| N.Y. App. Term. | Jun 15, 1909

Gildersleeve, J.

The plaintiff, while on an outing, visited a locality known as Harrison, 1ST Y. One Bandry, who claimed to be the agent of the defendants, showed the -plaintiff three lots and solicited her to purchase the same. After some conversation relative to terms, etc., the plaintiff agreed to purchase, and a map was shown her, and she was told that the lots were situated on what is known as Ellsworth avenue, and the numbers shown on the map were represented to be the numbers designating lots on said avenue. The plaintiff then made a payment and a receipt was given her signed by said Bandry On the following day the plaintiff went to defendants’ office and paid a portion of the purchase price. Later on, she again visited the office of defendants, paid the balance of the purchase price, and a deed was prepared and executed; and the plaintiff gave to one of the defendants the recording fee, and the deed was mailed to White Plains and recorded. This deed was produced upon the trial and marked for identification, but was not introduced in evidence and is not attached to the record. Subsequently, the plaintiff ascertained that the lots conveyed to her were not those that were shown to her, and she thereupon brought this action for the alleged fraud. She sets forth in her complaint, inter alia, that “ these defendants falsely and fraudulently put into said written contract and inserted in the deed which was offered to this plaintiff the lot numbers aforesaid; but which were not the lots shown to plaintiff on Ellsworth avenue but were lots located on Larchmont avenue a long distance from Ellsworth avenue.” She also sets forth other allegations which showed that she intended to rescind the contract on the ground of fraud and to recover the money paid for the purchase of the lots.

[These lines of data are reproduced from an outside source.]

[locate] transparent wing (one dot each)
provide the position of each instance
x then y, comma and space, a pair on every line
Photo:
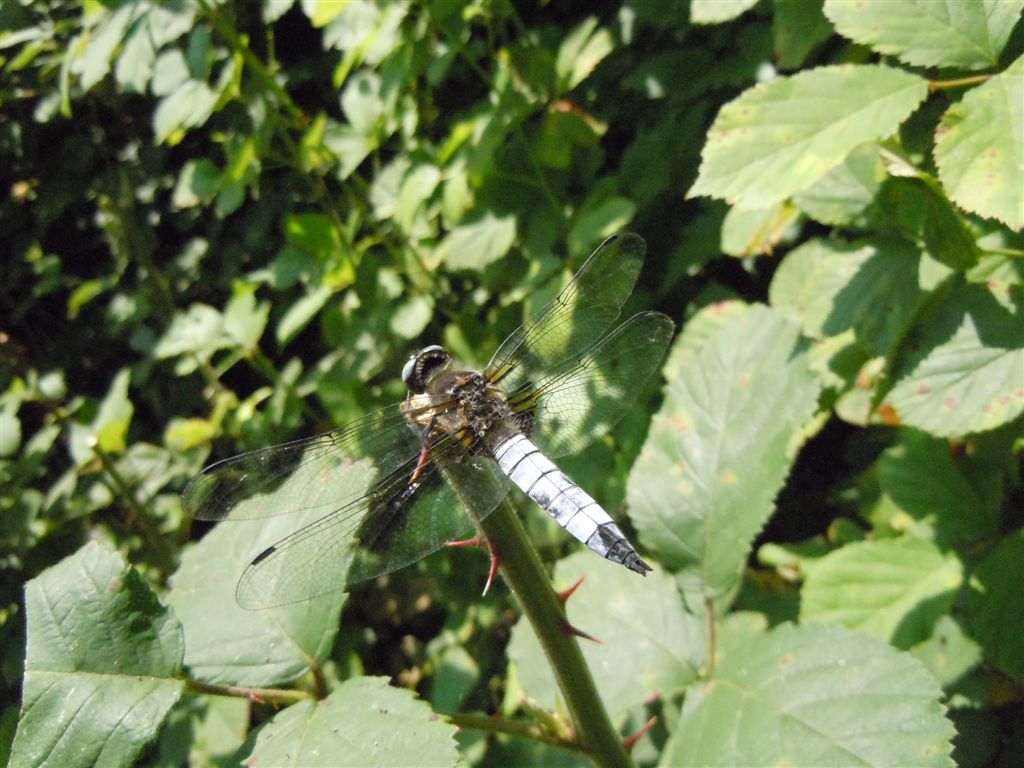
581, 399
576, 318
380, 513
323, 472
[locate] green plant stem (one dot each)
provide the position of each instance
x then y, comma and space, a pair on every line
524, 573
529, 730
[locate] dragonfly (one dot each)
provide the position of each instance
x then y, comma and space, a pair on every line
394, 485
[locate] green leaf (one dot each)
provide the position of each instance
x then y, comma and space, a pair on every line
996, 611
895, 589
245, 318
979, 148
649, 643
100, 666
716, 11
943, 497
798, 27
814, 695
842, 195
747, 232
965, 369
718, 451
365, 722
188, 107
479, 244
580, 52
832, 287
298, 314
930, 33
781, 136
225, 644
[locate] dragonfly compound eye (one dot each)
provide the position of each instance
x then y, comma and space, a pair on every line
423, 366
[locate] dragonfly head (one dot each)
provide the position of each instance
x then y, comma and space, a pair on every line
423, 366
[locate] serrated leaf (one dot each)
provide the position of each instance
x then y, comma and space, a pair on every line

*62It is urged by the defendants that this action is not cognizable by the Municipal Court. In this the defendants are in error. The rule is laid down in Vail v. Reynolds, 118 N. Y. 291, 302: “A person who has been induced by fraudulent representations to become the purchaser of property, has upon discovery of the fraud three remedies open to him, either of which he may elect. He may rescind the contract absolutely and sue in an action at law to recover the consideration parted with upon the fraudulent contract. To maintain such action he must first restore, or offer to restore, to the other party whatever he may have received from him by virtue of the contract.

He may bring an action in equity to rescind the contract . and in that action have full relief. Such an action is not founded upon a rescission, but- is maintained for a rescission, and it is sufficient therefore for the plaintiff to offer in his complaint to return what he has received and make tender of it on the trial.

“ Lastly, he may retain what he has received and bring an action at law to recover the damages sustained. This action proceeds upon an affirmance of the contract and the measure of the plaintiff’s recovery is the difference between the article sold and what it should be according to the representations.”

It will thus be seen that the plaintiff herein does not bring this action for a rescission of the contract. If that had been the case, the Municipal Court would have no jurisdiction. She has elected to completely rescind and has brought her action to recover the money paid under the contract. In such an action the Municipal Court has jurisdiction.

It will also be seen by the foregoing decision that, in an action brought, as herein, the plaintiff as a prerequisite to the bringing of such an action must “ first restore or offer to restore to the other party whatever may have been received by him by virtue of the contract.” This the-plaintiff has failed to do. She has a deed of conveyance of the lots the defendants claim she purchased. It is in proof that such deed was at least constructively delivered to her, which delivery she accepted by paying the recording fee and direct*63ing the defendants to have it recorded, which was done. Clearly, she cannot have the consideration money and the property also. She should have executed a deed of the lots, reconveying them to the defendants herein, and offered it to them prior to bringing this action.

MacLean and Seabury, JJ., concur.

Judgment reversed and new trial ordered, with costs to appellants to abide event.